No estudo de Oliveira et al. (2019), foram analisados os prontuários dos recém nascidos que foram internados em dois períodos diferentes: antes da inserção da fisioterapia (PREF) e após inserção parcial da fisioterapia de 6 a 8 horas diárias em dias úteis (POSF). Apesar de haver aumento no tempo de suporte ventilatório no período POSF, a inserção da fisioterapia trouxe benefícios como a diminuição de complicações como displasia broncopulmonar, bem como houve uma diminuição na quantidade de dias em que os bebês foram submetidos à oxigenoterapia.
Pôde-se observar também que no período POSF com intervenção de 6 a 8 horas por dia, houve uma diminuição das frações inspiradas de oxigênio e das pressões inspiratórias. Sendo assim, a fisioterapia no ambiente de UTIN diminuiu o tempo de internação, o tempo de ventilação invasiva e não invasiva, bem como o risco de complicações respiratórias em RNP de baixo risco.
Silveira et al. (2024), através de seu ensaio clínico randomizado, trouxe uma avaliação da intervenção precoce realizada pelos pais, e se esta contribui para o neurodesenvolvimento de bebês prematuros em países de baixa e média renda. O grupo controle deste ensaio clínico passou por um tratamento padrão de método canguru, já antes existente dentro da UTIN, retornando após a alta para avaliações periódicas de desenvolvimento.
A diferença do grupo de controle para o grupo de intervenção no estudo de Silveira et al. (2024), está na inserção de seus pais nas intervenções onde estes receberam um treinamento através de 20 sessões, sendo ensinados a realizarem estímulos tátil-cinestésicos associados ao método canguru com o objetivo de auxiliar o desenvolvimento do bebê. Foi possível observar, através de escalas de desenvolvimento, que o grupo de intervenção obteve melhores resultados motores, cognitivos e de linguagem, como também uma melhor interação/vínculo entre o bebê e seus pais.

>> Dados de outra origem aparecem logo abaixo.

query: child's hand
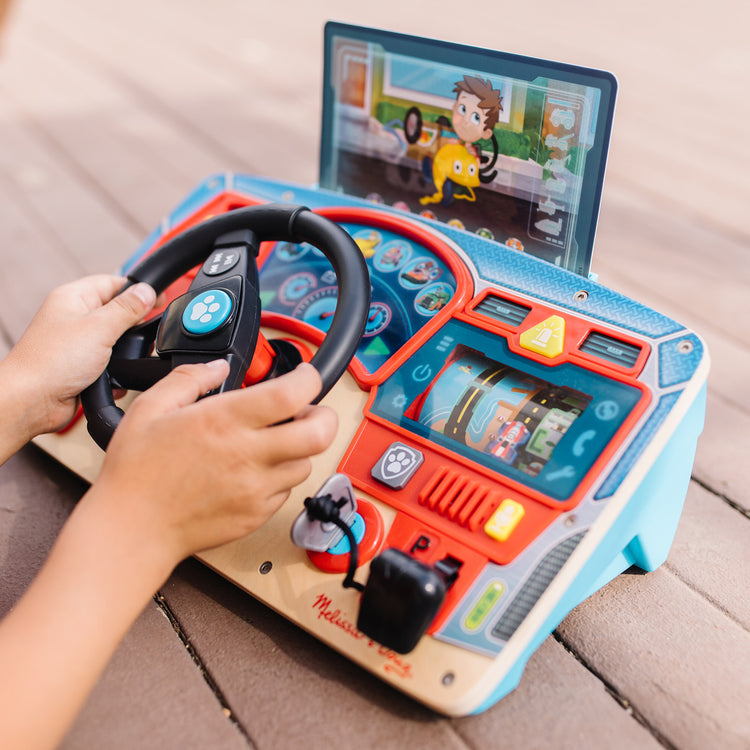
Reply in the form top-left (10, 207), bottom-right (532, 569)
top-left (2, 275), bottom-right (156, 442)
top-left (81, 360), bottom-right (337, 572)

Assim como Silveira et al. (2024), o estudo de Kara et al. (2019) visou avaliar através de dois grupos de estudo os efeitos da fisioterapia associada à família, focando nos marcos de desenvolvimento motor fino e grosso. O grupo de controle foi beneficiado com o programa tradicional de intervenção precoce a fim de desenvolver a independência e a funcionalidade dos bebês com base em exercícios guiados e facilitados. O grupo de intervenção recebeu o tratamento através do método Coping with and Caring for Infants with Special Needs (COPCA), que visa incluir a família na reabilitação do bebê e possui dois componentes: o educacional que foca na família e o componente motor que que baseia na teoria de seleção de grupo neural.
Como resultado, não houve diferença no desenvolvimento motor grosso e fino em ambos os grupos. Porém, em conformidade com Almeida et al. (2021) e Silveira et al. (2024), o estudo de Kara et al. (2019) aponta a importância do envolvimento da família na intervenção precoce para melhorar o desenvolvimento do bebê principalmente no seu primeiro ano de vida.
CONSIDERAÇÕES FINAIS
A assistência fisioterapêutica a recém-nascidos prematuros é de suma importância tanto no ambiente hospitalar quanto após a alta, visto que proporcionará ao RNP um melhor desenvolvimento neuropsicomotor diminuindo as diferenças no desenvolvimento quando comparados a um recém-nascido a termo. Além disso, reduz o tempo de internação nas UTIN.